Lo que no se acertaba a ver era que los famosos «modelos teóricos» del estructuralismo no eran sino el instrumento experimental adecuado a las características fácticas de su objeto. La peculiar relación con lo teórico que la antropología y la historia se ven obligadas a mantener a favor de la específica experiencia de su objeto particular fueron, así, confundidas con lo teórico mismo y, en adelante, la llamada corriente estructuralista no se libró jamás del reproche de «teoricismo», precisamente respecto a su intento de sentar las bases para una apertura a la experiencia de sus objetos.

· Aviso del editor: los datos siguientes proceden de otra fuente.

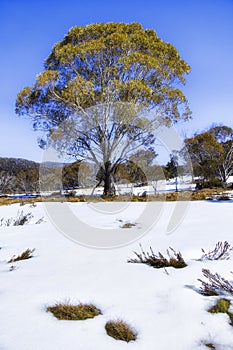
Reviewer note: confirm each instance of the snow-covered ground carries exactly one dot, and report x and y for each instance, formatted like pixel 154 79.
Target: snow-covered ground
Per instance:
pixel 163 306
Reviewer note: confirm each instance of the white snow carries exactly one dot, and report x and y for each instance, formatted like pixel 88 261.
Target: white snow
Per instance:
pixel 163 306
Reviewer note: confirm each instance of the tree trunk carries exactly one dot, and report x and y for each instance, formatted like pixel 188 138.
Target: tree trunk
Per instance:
pixel 109 188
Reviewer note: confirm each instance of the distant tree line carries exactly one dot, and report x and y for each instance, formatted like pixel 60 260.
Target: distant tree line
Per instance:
pixel 211 153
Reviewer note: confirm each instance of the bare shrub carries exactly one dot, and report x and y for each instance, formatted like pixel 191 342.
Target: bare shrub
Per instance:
pixel 174 259
pixel 27 254
pixel 20 220
pixel 215 285
pixel 220 252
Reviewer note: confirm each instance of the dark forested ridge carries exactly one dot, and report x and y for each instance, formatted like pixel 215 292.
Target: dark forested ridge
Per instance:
pixel 19 175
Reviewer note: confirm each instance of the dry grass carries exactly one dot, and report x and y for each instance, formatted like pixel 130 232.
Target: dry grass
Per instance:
pixel 120 330
pixel 222 306
pixel 67 311
pixel 27 254
pixel 128 225
pixel 210 345
pixel 158 261
pixel 169 197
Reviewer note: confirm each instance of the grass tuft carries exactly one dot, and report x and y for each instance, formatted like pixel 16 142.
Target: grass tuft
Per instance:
pixel 120 330
pixel 66 311
pixel 222 306
pixel 158 261
pixel 210 345
pixel 27 254
pixel 128 225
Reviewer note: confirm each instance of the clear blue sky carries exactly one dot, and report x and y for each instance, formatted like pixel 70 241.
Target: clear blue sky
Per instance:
pixel 201 30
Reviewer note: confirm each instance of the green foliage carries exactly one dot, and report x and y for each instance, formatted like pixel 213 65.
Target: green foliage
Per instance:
pixel 159 261
pixel 107 61
pixel 120 330
pixel 66 311
pixel 106 64
pixel 27 254
pixel 211 153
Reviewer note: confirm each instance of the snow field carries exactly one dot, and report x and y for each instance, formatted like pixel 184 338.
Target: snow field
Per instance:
pixel 163 306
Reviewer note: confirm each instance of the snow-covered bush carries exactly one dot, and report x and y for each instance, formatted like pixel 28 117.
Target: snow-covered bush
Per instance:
pixel 215 285
pixel 27 254
pixel 220 252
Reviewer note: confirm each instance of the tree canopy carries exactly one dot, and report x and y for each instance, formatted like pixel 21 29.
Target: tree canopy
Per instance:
pixel 106 64
pixel 211 153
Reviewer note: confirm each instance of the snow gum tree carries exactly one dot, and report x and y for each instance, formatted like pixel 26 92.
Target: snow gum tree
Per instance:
pixel 211 153
pixel 96 85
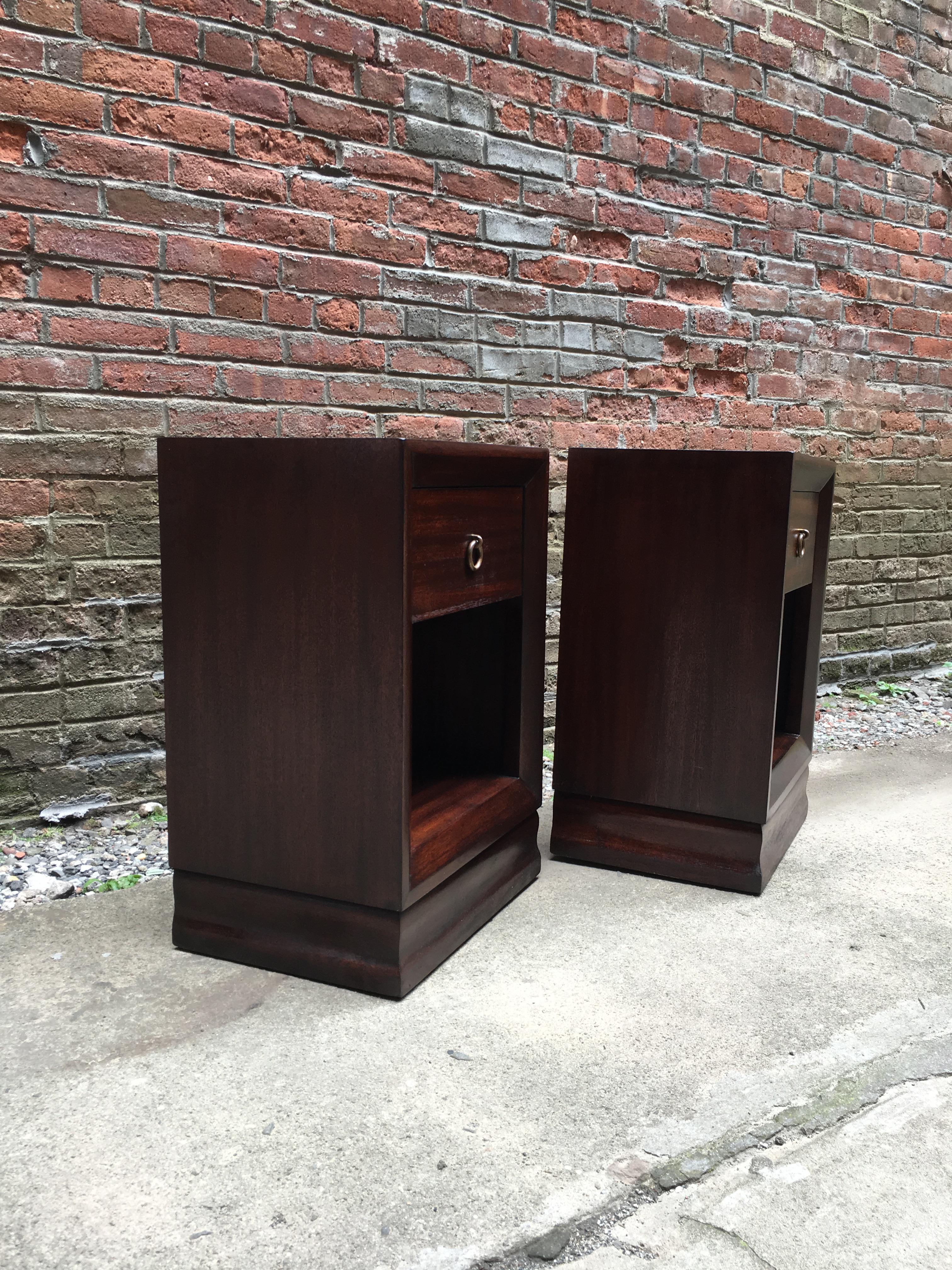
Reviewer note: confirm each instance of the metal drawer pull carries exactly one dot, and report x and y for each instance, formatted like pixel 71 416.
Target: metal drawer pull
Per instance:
pixel 474 553
pixel 800 538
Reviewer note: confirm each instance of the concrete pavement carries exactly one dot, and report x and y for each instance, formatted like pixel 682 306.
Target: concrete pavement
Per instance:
pixel 168 1110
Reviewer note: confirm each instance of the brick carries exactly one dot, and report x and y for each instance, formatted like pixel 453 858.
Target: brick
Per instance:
pixel 230 261
pixel 696 28
pixel 592 32
pixel 161 209
pixel 25 498
pixel 230 180
pixel 46 193
pixel 230 341
pixel 277 225
pixel 379 243
pixel 341 118
pixel 555 55
pixel 279 146
pixel 53 103
pixel 98 332
pixel 204 130
pixel 471 260
pixel 469 30
pixel 172 35
pixel 327 275
pixel 97 243
pixel 102 157
pixel 158 379
pixel 223 49
pixel 49 14
pixel 511 82
pixel 233 93
pixel 153 77
pixel 654 315
pixel 21 51
pixel 437 215
pixel 128 291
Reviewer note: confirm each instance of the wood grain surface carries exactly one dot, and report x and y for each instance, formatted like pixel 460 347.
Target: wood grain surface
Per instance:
pixel 442 523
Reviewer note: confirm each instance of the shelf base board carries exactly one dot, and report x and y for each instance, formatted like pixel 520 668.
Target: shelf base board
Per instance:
pixel 351 945
pixel 714 853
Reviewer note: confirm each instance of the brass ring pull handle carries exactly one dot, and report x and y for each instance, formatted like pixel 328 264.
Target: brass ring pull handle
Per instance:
pixel 800 538
pixel 474 553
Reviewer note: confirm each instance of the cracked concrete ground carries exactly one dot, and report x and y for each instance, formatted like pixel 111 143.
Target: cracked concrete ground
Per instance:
pixel 625 1037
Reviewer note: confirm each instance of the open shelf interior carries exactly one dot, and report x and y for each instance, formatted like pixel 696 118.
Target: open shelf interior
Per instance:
pixel 465 776
pixel 791 671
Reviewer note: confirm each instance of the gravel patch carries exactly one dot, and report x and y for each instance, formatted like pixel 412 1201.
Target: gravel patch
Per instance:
pixel 883 714
pixel 40 867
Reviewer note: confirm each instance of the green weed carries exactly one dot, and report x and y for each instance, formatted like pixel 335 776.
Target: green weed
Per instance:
pixel 120 883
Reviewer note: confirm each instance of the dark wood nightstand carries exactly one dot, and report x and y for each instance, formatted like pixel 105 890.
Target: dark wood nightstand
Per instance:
pixel 353 661
pixel 692 605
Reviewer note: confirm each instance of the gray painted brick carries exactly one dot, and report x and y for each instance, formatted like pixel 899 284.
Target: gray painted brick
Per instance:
pixel 568 304
pixel 578 365
pixel 520 230
pixel 542 335
pixel 442 140
pixel 518 157
pixel 578 335
pixel 610 340
pixel 423 323
pixel 456 326
pixel 469 107
pixel 428 97
pixel 496 331
pixel 522 365
pixel 642 346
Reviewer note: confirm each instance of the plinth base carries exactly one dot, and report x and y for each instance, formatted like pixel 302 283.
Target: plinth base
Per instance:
pixel 715 853
pixel 351 945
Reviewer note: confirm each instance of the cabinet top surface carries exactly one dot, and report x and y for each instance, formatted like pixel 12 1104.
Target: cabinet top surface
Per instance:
pixel 805 472
pixel 444 449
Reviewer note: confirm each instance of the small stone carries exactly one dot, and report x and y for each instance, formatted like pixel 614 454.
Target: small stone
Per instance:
pixel 547 1246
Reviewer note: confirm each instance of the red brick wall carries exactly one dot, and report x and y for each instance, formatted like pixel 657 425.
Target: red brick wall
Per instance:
pixel 627 223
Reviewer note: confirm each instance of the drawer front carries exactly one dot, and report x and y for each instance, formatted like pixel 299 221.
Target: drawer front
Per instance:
pixel 451 571
pixel 799 571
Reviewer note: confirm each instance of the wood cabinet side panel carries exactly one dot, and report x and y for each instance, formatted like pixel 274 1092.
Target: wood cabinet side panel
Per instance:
pixel 672 603
pixel 284 596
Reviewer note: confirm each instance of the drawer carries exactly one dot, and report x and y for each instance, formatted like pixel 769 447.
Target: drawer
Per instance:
pixel 799 567
pixel 450 567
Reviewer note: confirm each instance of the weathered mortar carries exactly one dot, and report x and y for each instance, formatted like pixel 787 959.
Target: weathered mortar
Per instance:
pixel 620 223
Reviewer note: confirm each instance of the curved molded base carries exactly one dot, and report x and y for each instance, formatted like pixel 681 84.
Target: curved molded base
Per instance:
pixel 715 853
pixel 352 945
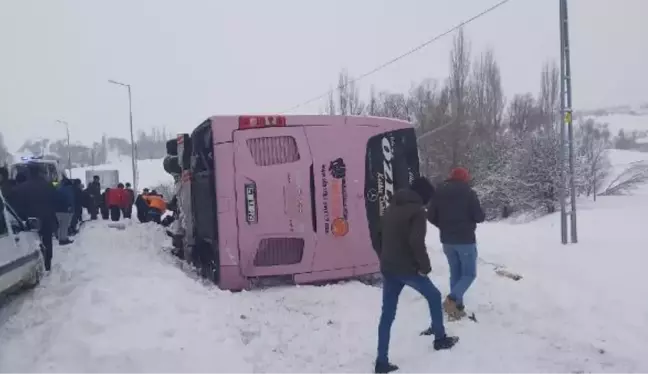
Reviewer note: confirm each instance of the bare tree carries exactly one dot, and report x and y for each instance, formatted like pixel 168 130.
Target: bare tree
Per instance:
pixel 487 96
pixel 457 82
pixel 330 105
pixel 549 94
pixel 5 156
pixel 593 166
pixel 372 108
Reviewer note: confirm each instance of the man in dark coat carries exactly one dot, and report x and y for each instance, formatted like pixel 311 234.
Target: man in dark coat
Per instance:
pixel 79 197
pixel 456 211
pixel 130 197
pixel 35 197
pixel 95 197
pixel 5 183
pixel 64 208
pixel 404 262
pixel 142 206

Así pues, la historia se repetía y frente a Lévi-Strauss o la escuela lingüística de Copenhague se esgrimían los mismos argumentos que antaño se enfrentaron a Galileo y, también, a Marx.
Un ejemplo clásico de esta polémica es el texto sobre las críticas de Gurvitch que Lévi-Strauss introdujo como apéndice a su artículo «La noción de estructura»[18]. Lévi-Strauss había definido su método simplemente como «galileano» en el sentido de que «busca determinar la ley de las variaciones concomitantes en lugar de concentrarse, a la manera aristotélica, en las simples correlaciones inductivas»[19]. El desarrollo de la matemática moderna, por otro lado, habría mostrado que el universo matemático no se reduce al reino de la cantidad y que problemas que no comportan solución métrica alguna pueden igualmente ser sometidos a tratamiento riguroso[20]. Ahora bien, la posibilidad de operar deductivamente a partir de modelos construidos al modo matemático despierta todas las sospechas del eminente sociólogo Gurvitch cuando de lo que se trata es de una sociedad concreta, ya que ésta es «incomparablemente más rica que su estructura, por compleja que ésta sea»[21]. Lévi-Strauss responde con una ironía que raya en el sarcasmo:
«¿Con qué derecho, con qué títulos se instituye Gurvitch en nuestro censor? ¿Y qué sabe de las sociedades concretas Gurvitch, cuya filosofía se reduce a un culto idólatra de lo concreto (glorificando su riqueza, su complejidad, su fluidez, su carácter siempre inefable y su espontaneidad creadora), pero que permanece empapada de un sentimiento tal de reverencia sagrada que su autor no se ha atrevido nunca a emprender la descripción o el análisis de una sociedad concreta cualquiera? Los etnólogos, que han pasado años de sus vidas mezclados con la existencia concreta de sociedades particulares, pueden esperar serenamente que Gurvitch descubra en ellos una indiferencia ante lo concreto comparable a aquella de que él mismo ha dado prueba al reducir la diversidad y especificidad de miles de sociedades a cuatro (sic) tipos, donde todas las tribus sudamericanas están confundidas con el conjunto de las sociedades australianas, la Melanesia con la Polinesia, y donde América del Norte, por un lado, y África, por otro, constituyen bloques homogéneos[22]».